The cemetery received its first funeral in January 1833. It is still in operation today; burials and cremations take place daily, although cremations are now more common than interments. Kensal Green Cemetery is still run by the General Cemetery Company under its original Act of Parliament. This mandates that bodies there may not be exhumed and cremated or the land sold for development. Once the cemetery has exhausted all its interment space and can no longer function as a cemetery, the mandate requires that it shall remain a memorial park. The General Cemetery Company constructed and runs the West London Crematorium within the grounds of Kensal Green Cemetery.

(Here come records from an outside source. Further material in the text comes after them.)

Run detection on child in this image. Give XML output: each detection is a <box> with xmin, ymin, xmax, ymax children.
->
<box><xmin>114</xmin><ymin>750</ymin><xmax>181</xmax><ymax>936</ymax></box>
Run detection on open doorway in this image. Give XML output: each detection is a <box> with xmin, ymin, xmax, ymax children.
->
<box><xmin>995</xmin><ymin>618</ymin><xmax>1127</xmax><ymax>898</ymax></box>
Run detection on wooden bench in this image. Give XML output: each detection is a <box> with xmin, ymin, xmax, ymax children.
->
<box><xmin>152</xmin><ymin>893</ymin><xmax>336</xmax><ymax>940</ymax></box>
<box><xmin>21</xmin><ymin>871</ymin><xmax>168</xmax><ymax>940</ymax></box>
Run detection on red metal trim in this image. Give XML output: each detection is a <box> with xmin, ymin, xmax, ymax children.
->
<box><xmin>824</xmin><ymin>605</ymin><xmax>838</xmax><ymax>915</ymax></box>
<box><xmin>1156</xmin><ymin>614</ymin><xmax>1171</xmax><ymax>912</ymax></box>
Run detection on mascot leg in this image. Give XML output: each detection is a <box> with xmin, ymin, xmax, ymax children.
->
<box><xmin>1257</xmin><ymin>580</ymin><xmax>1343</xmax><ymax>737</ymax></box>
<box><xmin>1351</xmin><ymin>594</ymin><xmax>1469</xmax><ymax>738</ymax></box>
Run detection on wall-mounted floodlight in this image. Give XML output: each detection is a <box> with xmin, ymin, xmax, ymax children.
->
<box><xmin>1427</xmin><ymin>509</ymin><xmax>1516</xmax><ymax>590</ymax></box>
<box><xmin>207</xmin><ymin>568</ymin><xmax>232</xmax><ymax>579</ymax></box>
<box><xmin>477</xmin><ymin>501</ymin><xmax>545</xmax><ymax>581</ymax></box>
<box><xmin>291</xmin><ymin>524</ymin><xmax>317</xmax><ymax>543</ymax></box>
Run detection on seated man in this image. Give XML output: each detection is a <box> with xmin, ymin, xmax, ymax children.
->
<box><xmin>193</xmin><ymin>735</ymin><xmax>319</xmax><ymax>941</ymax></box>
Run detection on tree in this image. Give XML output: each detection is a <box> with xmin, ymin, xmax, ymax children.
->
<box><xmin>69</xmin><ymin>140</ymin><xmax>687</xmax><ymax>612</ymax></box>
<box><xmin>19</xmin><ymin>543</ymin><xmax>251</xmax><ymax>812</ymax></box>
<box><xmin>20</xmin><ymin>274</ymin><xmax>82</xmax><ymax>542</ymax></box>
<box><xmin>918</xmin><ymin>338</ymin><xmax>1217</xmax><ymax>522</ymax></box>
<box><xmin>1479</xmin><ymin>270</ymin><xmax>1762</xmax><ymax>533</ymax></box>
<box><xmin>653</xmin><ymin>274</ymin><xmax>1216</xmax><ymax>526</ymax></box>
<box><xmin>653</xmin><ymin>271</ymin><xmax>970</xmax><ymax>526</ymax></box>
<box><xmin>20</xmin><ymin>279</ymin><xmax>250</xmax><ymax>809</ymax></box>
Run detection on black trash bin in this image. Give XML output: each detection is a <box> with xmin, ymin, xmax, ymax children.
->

While borrowing from the ideals established at Père Lachaise Cemetery in Paris some years before, Kensal Green Cemetery contributed to the design and management basis for many cemetery projects throughout the British Empire of the time. In Australia, for example, The Necropolis at Rookwood (1868) and Waverley Cemetery (1877), both in Sydney, are noted for their use of the "gardenesque" landscape qualities and importantly self-sustaining management structures championed by the General Cemetery Company.
The cemetery is the burial site of approximately 250,000 individuals in 65,000 graves, including upwards of 500 members of the British nobility and 550 people listed in the Dictionary of National Biography. Many monuments, particularly the larger ones, lean precariously as they have settled over time on the underlying London clay.